Component Ablation on Manipulation Strategy: Removing any single component (Target-guided Initialization / Semantic Injection / Domain Preservation) leads to failure in either semantic alignment or domain preservation. SD v1.5 and SDXL achieve comparable performance (both 75.6% Avg), with SD v1.5 being more efficient.
Key Findings¶
- The largest gains occur under large domain shifts (e.g., Rw→Cl), validating the pseudo-target domain strategy as a fundamental solution to the domain gap.
- The trust set expands progressively during reconstruction, demonstrating the self-improving positive feedback loop.
- Frequency-domain decomposition effectively decouples semantic and domain features; all three manipulation components are indispensable.
Highlights & Insights¶
- Paradigm Innovation: The first SFDA strategy to generate a pseudo-target domain, fundamentally overcoming the domain shift bottleneck.
- Elegant Frequency-Domain Design: The separation of low-frequency (domain features) and high-frequency (semantic features) via FFT permeates the entire method.
- Progressive Self-Improvement: The positive feedback loop of a shrinking untrust set enables continuous optimization without additional data.
- Strong Performance under Challenging Conditions: Maximum gains (18.6%) are achieved precisely in large domain shift scenarios where other methods typically fail.
Limitations & Future Work¶
- Relies on a pretrained diffusion model (SD v1.5), incurring substantial computational and memory overhead.
- Threshold \(E\) and iteration count \(R\) require tuning, with optimal settings varying across datasets.
- Validated only on classification tasks; extension to detection, segmentation, and other downstream tasks remains unexplored.
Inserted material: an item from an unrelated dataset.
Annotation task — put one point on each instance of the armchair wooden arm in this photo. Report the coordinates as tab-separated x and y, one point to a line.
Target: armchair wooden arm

- The 512×512 generation resolution of the diffusion model may limit applicability in higher-resolution settings.
Related Work & Insights¶
- Core distinction from DM-SFDA: DM-SFDA generates a pseudo-source domain, whereas DPTM manipulates target data to generate a pseudo-target domain.
- Frequency-domain operations are inspired by FreeInit/FlexiEdit research on the influence of low-frequency components at diffusion starting points.
- Zigzag inversion (bai2024zigzag) is adopted for injecting semantics along the sampling trajectory.
- Progressive training is related to curriculum learning but differs in direction—here the dataset shrinks rather than task difficulty increasing.
Rating¶
- Novelty: ⭐⭐⭐⭐⭐ (Pseudo-target domain generation paradigm is entirely novel; frequency-domain separation is highly original)
- Technical Depth: ⭐⭐⭐⭐⭐ (Deep integration of diffusion models, frequency-domain operations, and progressive optimization)
- Experimental Thoroughness: ⭐⭐⭐⭐⭐ (4 benchmarks, 21 comparison methods, comprehensive ablations)
- Practicality: ⭐⭐⭐⭐ (Significant improvements but with relatively high computational cost)
- Writing Quality: ⭐⭐⭐⭐ (Complex methodology presented clearly in a modular fashion)